I could read about your little boy all day—it gave me a jolt of surprise and something else, something tender, just to see those words. To see you being so honest about your feelings towards him. Everyone always makes it seem terrible, to doubt whether you love a child. But love isn’t something that can simply bend around all barriers. It isn’t a coat you can wear for all occasions.
It’s messy and elusive and strange. It runs when you think it should be there and comes when you least expect it to call. Sometimes it hits you in a rush; other times it creeps up like a thief in the night. Lies waiting for that moment when you need it most.
Or at least, I hope so.
Don’t you?
6.46pm
Are you there, stranger?
The sun’s setting, and I still have my socks on.
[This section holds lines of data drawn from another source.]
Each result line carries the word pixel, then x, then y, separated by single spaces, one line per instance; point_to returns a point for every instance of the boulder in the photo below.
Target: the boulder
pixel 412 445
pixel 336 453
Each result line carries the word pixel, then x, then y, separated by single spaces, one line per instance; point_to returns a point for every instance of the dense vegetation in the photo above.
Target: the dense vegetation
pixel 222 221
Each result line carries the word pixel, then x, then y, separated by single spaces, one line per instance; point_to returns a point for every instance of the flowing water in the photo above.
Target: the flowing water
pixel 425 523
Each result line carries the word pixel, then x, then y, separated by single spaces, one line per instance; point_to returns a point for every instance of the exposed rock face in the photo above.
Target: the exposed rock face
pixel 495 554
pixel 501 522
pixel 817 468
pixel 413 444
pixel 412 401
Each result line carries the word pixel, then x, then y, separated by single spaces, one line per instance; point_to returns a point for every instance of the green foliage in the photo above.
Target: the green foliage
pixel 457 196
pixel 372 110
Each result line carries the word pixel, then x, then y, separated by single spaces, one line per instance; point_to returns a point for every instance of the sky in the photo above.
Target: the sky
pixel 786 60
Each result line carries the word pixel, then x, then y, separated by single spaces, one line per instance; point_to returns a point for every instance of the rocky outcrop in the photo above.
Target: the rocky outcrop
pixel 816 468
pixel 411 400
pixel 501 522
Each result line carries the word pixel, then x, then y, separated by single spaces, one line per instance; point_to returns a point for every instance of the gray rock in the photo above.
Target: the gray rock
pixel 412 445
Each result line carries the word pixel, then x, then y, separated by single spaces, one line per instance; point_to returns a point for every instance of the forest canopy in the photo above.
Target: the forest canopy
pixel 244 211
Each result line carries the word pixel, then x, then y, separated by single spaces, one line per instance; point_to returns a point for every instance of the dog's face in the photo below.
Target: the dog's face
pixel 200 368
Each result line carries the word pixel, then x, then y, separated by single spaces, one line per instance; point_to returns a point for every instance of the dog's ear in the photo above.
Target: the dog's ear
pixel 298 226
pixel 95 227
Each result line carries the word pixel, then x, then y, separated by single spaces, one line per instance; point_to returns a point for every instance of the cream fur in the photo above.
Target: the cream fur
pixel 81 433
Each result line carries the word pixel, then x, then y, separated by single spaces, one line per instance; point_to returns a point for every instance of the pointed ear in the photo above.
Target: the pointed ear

The boy should be going to bed soon, though, and after that I promise my bare feet will be propped above the radiator.
Maybe I’ll read a book tonight instead of watching TV. It’s been a long time since I heard that sound—the dry hush of pages turning in a quiet room. I’ve been avoiding the quiet. The boy gives me too much of it. Probably half of why hearing your pings coming through feels so damn nourishing.
You said, “More and more I find myself deleting particular lines, in case those are the ones that will finally make you fall silent.”
It’s funny, because after I sent my last messages, I told myself, if she pussies out and turns this back on me, I’m gonna be a dick. I was frustrated by some shit this afternoon, nothing to do with you. You’re the one good thing right now. But I thought, if she holds back, I’m gonna say to her, tell me something goddamn real about yourself or I’m out.
That’s unfair.
It’s true, but it’s not fair.
Because you didn’t sign up for this. I was thinking before, this is so random. This is like accidental Chat Roulette. Was Chat Roulette a thing in the UK?
Basically the idea behind it was that you went on this video-chat app and you got linked up with some other user, totally random. In theory it was a beautiful thing, like some great-grandma from Corsica gets connected with a disaffected skateboarder from New Jersey, and everyone discovers they’re not so different after all. Kumbaya.
But like all great things, dudes ruined it by waving their dicks around. I heard that like 99% of the time you’d wind up with a screen full of some rando jacking it.
Anyhow, I was thinking you and me, we’re like Chat Roulette in the wild. But when I think harder about it, we’re not. Because you didn’t ask for this. You didn’t sign up and hit Connect or Chat or whatever the fuck the button’s labeled. I barged in like a drunk stumbling into your living room, and you were nice enough to rub my back while I puked in your flowerpots.
So yeah, that wasn’t fair, my thinking you owe me a goddamn thing. You’ve offered up more than anybody could be expected to.
But that doesn’t change how it felt, getting to hear about you. You didn’t give me much, but I sucked it down like the whiskey I’m telling myself I won’t drink tonight after the boy goes to bed.
Tell me a little more. Please. Tell me what you’d eat, if you could eat anything, and what you’d watch while you savored every bite. What you’d read in the tub afterward. What you’ll think about while you lie in bed or on the couch or the roof or wherever it is you don’t sleep at three in the morning.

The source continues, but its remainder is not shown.